Dylath-Leen – Cabale

Il existe des groupes qui n'ont pas grand chose de banal et qui se démarquent de la masse d'une façon ou d'une autre. Par un talent exceptionnel, une musique très singulière ou un côté avant-gardiste prononcé. Et qu'ils soient connus ou confinés dans un certain anonymat, ils existent, quelque soit leur nationalité. Dylath-Leen, formation française de death metal, est de ceux-là. Leur musique ne fait pas l'unanimité du fait de ce qui est cité ci-dessus. Avec un line-up stable et toujours emmené par la dame aux cheveux noirs Kathy, ils nous reviennent en 2011 avec une troisième œuvre, intitulée Cabale.

La recette de Dylath-Leen est, en surface, inchangée. C'est à dire que nous pourrons mettre les points sur les i dès le départ : si vous n'aimez pas les précédents efforts, alors ce ne sera pas vraiment la peine de vous attarder sur ce nouveau brûlot qui vous repoussera immédiatement. En même temps, il y a de quoi, et c'est ce que l'on aime ou pas chez Dylath-Leen, ce côté « j'adore ou je déteste ». Donc prévenons d'emblée pour ceux qui ne connaissent pas la musique de ces français, si vous vous attendez à du death classique, vous allez être déçus. Si vous tendez l'oreille vers du metalcore, c'est toujours pas ça. Le groupe ne joue pas dans la simplicité mais tire au contraire une corde plus complexe, où les racines vont se tourner vers le metal atmosphérique et, dans une moindre mesure, le progressif, pour construire des pistes à la fois originales et inventives. Et, à double-tranchant, difficile d'accès. Et dans ce nouveau brûlot, c'est encore plus ardu pour un non-initié de s'imprégner de l'ambiance que dans ceux d'antan, un peu plus « accessibles », bien que ce terme, dans le vocabulaire de la formation, soit tout à fait relatif.

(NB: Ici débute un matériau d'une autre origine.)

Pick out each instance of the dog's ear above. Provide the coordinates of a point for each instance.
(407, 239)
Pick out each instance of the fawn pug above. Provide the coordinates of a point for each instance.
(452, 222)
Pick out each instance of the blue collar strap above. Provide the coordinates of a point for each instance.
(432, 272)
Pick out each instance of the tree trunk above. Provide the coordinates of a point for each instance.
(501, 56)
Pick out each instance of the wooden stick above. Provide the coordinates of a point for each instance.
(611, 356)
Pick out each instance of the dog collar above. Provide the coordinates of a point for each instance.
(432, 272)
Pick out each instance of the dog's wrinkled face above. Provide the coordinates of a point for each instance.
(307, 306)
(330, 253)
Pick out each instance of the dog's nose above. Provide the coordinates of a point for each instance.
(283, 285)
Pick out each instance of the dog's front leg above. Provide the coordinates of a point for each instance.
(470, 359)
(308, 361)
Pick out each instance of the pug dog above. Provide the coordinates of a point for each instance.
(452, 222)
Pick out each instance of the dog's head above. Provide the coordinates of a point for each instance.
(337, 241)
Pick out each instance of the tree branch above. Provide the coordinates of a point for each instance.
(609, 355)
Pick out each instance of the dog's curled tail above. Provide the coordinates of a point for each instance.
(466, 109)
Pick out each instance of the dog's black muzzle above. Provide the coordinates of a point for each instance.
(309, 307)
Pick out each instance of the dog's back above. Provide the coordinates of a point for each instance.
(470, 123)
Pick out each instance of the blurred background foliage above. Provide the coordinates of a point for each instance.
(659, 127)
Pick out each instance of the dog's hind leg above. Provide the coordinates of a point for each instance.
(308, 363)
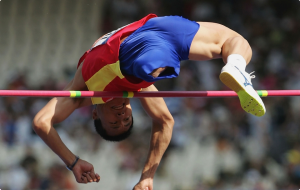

Pour parler des compositions elles-mêmes, elles ne respectent pas réellement le traditionnel schéma bien connu de tous du couplet/refrain. Dylath-Leen a décidé de se creuser la tête et d'injecter un peu plus de leur tripes là-dedans. Du coup, c'est totalement déconstruit, des breaks peuvent (sembler) sortir de n'importe où, les lignes de chant se brisent, se démêlent et se refont, bref un fouillis qui en réalité n'en est pas un du tout, et c'est là que le groupe illustre sa dextérité. Les parties instrumentales sont toujours adroitement maîtrisées et ne manquent pas de mordant malgré tout, notamment l'absence de refrains fédérateurs, qui, en somme, ne manquent pas un seul instant. Car ce que nous propose le quatuor est tout autre, et ceux-ci ne comptent pas sur des titres catchy et des passages éclairs pour emporter l'adhésion. En fait, c'est beaucoup plus subtil que ça, car tout passe par l'ambiance, d'où le côté atmosphérique très marqué et d'une vraie importance. C'est d'ailleurs ce point qui divisera, car pour apprécier pleinement leur offrande, il faut savoir s'en imprégner, et c'est là qu'on ressent l'impact de l'influence Lovecraftienne sur la musique de Dylath-Leen dans son côté noir et lugubre. Les titres sont constamment marqués par cette touche, bien plus encore que sur les albums qui précèdent, ce qui rend Cabale d'autant plus attrayant pour les uns qu'il peut être difficile à appréhender pour les autres.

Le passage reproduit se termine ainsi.